The caterpillar prowls spider webs to scavenge trapped and helpless victims such as ants, beetles, weevils and flies, the researchers said. The crafty caterpillar camouflages itself from the spider, which would happily eat it, by hiding its body inside a case it fashions from its own silk and adorns it with inedible body parts that it collected from the dead insects.
Through metamorphosis, this caterpillar eventually turns into its adult form, a moth with a brown and white coloration. Caterpillars are the moth’s larval stage, with a segmented and worm-like body.
This is the world’s only known caterpillar to live with and benefit from spiders, according to Daniel Rubinoff, a professor of entomology at the University of Hawaii at Manoa and lead author of the study published this week in the journal Science.
Its grisly behavior would seem well suited for a crime novel. But it represents an example of the creative paths that our planet’s living organisms take to survive and thrive.
“They need to hide in a tapestry of bug parts to stay alive in the spider’s lair,” Rubinoff said.
“I think it’s actually a hero,” Rubinoff said. “It truly lives ‘in the lion’s den,’ hiding out with a spider and using the spider’s web to provide it with food and probably shelter. The caterpillar will attack prey that can’t get away but is itself very slow and bumbling, trailing a large (silk) case behind it.”
The caterpillars consume weakened or dead insects they encounter in webs spun by spiders in tree hollows and rock crevices.
“So it’s probably getting the leftovers after the spider has fed,” Rubinoff said.
They even resort to cannibalism, attacking other caterpillars of the same species.
The “Bone Collector” was the nickname of a serial killer in author Jeffery Deaver’s 1997 novel “The Bone Collector” and subsequent 1999 film of the same name.
So how did this caterpillar come to share this notorious nickname?
“I think the term is out there in the ether, and just fit with what these caterpillars are doing. It’s a bit tongue in cheek because arthropods don’t actually have bones,” Rubinoff said.

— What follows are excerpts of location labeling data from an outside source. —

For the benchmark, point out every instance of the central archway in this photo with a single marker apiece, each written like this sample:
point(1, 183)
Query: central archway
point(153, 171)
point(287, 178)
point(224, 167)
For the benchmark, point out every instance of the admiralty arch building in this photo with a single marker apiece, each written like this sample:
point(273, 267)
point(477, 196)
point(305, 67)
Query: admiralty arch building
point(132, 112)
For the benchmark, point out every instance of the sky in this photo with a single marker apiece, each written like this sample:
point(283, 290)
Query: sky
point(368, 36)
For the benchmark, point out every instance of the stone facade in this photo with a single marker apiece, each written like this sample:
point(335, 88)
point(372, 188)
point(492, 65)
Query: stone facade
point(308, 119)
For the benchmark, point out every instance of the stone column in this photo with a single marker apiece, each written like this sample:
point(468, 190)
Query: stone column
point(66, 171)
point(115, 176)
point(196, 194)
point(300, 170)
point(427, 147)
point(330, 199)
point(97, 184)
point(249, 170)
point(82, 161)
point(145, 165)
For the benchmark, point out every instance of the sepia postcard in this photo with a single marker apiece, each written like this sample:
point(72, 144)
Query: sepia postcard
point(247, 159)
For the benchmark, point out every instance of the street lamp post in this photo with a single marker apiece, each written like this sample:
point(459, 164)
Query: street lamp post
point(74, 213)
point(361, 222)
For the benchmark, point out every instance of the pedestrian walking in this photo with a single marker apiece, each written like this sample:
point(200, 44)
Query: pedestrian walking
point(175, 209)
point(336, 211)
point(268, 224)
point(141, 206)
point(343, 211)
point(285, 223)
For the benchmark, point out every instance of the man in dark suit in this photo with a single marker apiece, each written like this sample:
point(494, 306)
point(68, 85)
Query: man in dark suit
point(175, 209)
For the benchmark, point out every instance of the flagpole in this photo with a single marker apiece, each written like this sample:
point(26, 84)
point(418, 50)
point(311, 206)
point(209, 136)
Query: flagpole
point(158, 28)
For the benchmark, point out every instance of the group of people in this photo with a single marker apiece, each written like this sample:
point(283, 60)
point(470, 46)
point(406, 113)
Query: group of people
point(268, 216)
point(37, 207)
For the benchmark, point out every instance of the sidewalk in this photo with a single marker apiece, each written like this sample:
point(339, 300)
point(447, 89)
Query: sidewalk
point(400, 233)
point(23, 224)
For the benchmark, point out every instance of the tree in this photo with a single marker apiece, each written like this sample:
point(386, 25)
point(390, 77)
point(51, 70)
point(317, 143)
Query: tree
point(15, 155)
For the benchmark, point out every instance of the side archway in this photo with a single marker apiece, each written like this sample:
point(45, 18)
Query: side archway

Arthropods are the massive assemblage of invertebrates that include insects and spiders, as well as crustaceans.
The researchers said the “bone collector” inhabits a patch of mountain forest spanning just 5.8 square miles (15 square km) in the Waianae mountain range. Rubinoff said this caterpillar has a very precarious existence. Only 62 individuals have been observed in two decades of fieldwork.
“Invasive species are the main threat now. Even in protected areas, Hawaii is losing native species due to invasive species taking over habitats and turning them into biological deserts that look like forests but are largely unavailable to native species,” Rubinoff said.
The caterpillar, a previously unknown species, is a member of a group of moths called Hyposmocoma native to Hawaii that includes hundreds of species and arose about 12 million years ago. The researchers believe the “bone collector” comes from a lineage more than 5 million years old.
The overwhelming majority of caterpillars eat vegetation. Predatory caterpillars globally comprise less than 0.13% of the planet’s nearly 200,000 moth and butterfly species. And among those, the “bone collector” is the only one known to find food the way it does, making it unique among the world’s animals.
“The more we can understand how the world around us works, the better off we will be,” Rubinoff said.